Olivier Ritz, maître de conférences en littérature française à l’université de Paris, avait choisi de promouvoir Jeanne Gacon-Dufour lors de la première édition du défi #JeLaLis, en 2019. Le 3 mars, les éditions Le Temps des cerises ont publié le roman La Femme grenadier de cette autrice, ainsi que son essai sur l’enseignement de la lecture aux femmes, qu’il a édités. Il répond à nos questions sur cette démarche éditoriale liée à plusieurs projets pédagogiques sur cette autrice.

Comment avez-vous découvert Jeanne Gacon-Dufour et son roman La Femme grenadier ?
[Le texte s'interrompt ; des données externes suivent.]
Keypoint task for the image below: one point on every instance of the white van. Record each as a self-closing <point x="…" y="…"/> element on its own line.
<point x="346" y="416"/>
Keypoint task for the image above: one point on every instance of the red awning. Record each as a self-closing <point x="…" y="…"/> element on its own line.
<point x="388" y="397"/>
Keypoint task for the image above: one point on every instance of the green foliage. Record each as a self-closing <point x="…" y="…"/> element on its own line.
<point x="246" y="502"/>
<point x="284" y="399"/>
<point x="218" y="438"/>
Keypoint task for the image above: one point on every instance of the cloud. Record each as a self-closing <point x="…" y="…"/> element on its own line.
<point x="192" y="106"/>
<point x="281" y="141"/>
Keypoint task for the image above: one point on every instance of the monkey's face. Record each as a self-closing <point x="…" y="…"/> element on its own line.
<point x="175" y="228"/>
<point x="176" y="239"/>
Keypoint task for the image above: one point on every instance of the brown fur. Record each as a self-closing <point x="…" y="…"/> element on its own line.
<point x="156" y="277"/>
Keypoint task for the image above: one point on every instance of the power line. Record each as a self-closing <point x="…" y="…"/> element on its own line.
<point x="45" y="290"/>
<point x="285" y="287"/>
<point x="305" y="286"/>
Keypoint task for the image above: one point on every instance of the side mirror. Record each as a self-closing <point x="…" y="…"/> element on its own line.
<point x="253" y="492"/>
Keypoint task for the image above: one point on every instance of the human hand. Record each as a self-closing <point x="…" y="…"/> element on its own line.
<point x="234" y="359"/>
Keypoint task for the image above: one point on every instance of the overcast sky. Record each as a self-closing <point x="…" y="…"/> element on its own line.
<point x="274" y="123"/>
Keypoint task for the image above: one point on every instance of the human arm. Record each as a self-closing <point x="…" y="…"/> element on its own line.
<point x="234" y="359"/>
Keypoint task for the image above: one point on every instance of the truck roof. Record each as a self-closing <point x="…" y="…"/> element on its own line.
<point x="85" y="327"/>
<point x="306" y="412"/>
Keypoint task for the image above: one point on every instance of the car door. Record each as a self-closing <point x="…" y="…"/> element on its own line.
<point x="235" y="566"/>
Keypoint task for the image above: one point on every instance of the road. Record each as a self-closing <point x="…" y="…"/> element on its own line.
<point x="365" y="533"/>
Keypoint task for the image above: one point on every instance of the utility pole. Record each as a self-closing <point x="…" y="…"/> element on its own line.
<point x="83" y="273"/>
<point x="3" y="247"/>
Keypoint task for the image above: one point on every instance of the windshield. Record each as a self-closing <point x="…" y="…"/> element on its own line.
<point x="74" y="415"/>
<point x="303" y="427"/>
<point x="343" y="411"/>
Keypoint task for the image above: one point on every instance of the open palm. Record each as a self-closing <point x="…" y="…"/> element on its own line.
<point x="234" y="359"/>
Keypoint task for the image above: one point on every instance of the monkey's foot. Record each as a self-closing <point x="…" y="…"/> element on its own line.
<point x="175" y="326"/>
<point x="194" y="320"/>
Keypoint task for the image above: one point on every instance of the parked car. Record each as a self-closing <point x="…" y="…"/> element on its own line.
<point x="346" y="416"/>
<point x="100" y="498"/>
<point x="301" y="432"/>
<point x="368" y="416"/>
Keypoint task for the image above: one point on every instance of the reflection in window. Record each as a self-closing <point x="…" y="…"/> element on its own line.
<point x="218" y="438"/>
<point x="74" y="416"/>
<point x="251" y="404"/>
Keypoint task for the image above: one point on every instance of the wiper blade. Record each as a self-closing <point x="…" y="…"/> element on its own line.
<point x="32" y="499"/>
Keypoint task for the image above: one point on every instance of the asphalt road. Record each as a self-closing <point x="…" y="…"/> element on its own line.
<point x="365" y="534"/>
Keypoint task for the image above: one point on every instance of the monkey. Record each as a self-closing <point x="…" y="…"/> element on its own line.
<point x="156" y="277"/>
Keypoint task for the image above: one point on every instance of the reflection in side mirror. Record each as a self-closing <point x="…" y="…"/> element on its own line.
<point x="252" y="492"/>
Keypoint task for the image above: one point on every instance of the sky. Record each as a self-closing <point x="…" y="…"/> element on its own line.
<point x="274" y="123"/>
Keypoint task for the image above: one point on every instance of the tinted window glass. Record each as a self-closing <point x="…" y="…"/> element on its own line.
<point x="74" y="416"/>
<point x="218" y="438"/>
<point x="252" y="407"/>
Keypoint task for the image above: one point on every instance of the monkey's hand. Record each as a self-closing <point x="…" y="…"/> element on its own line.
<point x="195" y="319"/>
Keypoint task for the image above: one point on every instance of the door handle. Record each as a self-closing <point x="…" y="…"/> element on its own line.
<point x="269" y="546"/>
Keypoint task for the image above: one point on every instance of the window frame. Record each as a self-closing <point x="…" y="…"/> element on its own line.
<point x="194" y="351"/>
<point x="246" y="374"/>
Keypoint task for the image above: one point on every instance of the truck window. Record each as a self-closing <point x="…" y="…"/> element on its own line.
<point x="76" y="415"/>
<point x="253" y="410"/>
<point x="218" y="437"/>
Portrait de Jeanne Gacon-Dufour sur le frontispice du Manuel de la ménagère, à la ville et à la campagne et de la femmme de basse-cour, Paris, Buisson, 1805, gravure non signée (Wikimedia Commons, GeorgeBarbentane).

Je connais le nom de Gacon-Dufour depuis le séminaire de master de Michel Delon sur les romans de 1800 que j’ai suivi lorsque j’étais étudiant. La Femme grenadier est arrivée plus tard. Je cherchais un texte à éditer avec des étudiant·es de licence de lettres, dans le cadre d’un atelier d’édition critique collaborative. Pour que cet atelier soit aussi une initiation à la recherche, je voulais un ouvrage de ma période de spécialité : celle de la Révolution française.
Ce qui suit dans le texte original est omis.